Jahnz, H.; Hamann, M. V.; Kim, H.; Sun, Y.; Quiroz, N. S.; Zhu, L.; Swaiba, U. E.; Foth, D.; Beschorner, N.; Kumar, P.; Lange, U. C.

Abstract

Recombinant adeno-associated virus (rAAV) vectors are widely used for gene delivery but show limited efficiency in immune cells, including T lymphocytes and natural killer (NK) cells. To overcome this barrier, we developed a modular rAAV vector engineering strategy that integrates capsid retargeting with genome optimization. We report a CD7-targeted rAAV vector (CD7-AAV6/9) featuring a nanobody-fused hybrid capsid derived from a rationally selected chimeric combination of AAV6 and AAV9. CD7-AAV6/9 enables efficient and selective transduction of immortalized and primary human T and NK cells in vitro and in vivo in a humanized mouse model, achieves high production titers, and exhibits markedly reduced off-target transduction compared with wild-type serotypes.
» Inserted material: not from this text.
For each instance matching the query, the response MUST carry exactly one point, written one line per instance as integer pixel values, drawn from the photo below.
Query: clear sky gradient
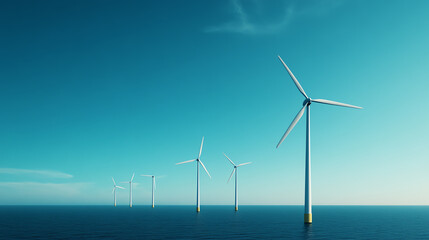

In parallel, we demonstrate that incorporation of a human gene-derived intron into the vector genome overcomes host-mediated transcriptional repression and enables robust transgene expression in human CD7+ T lymphocyte and NK cell populations. To our knowledge, this represents the first application of intron-mediated enhancement in a rAAV vector context. Together, our findings establish an integrated capsid-genome design framework for targeting human T and NK cells, notoriously challenging immune cell populations for gene therapy, and provide a versatile platform readily adaptable to alternative surface markers and therapeutic payloads.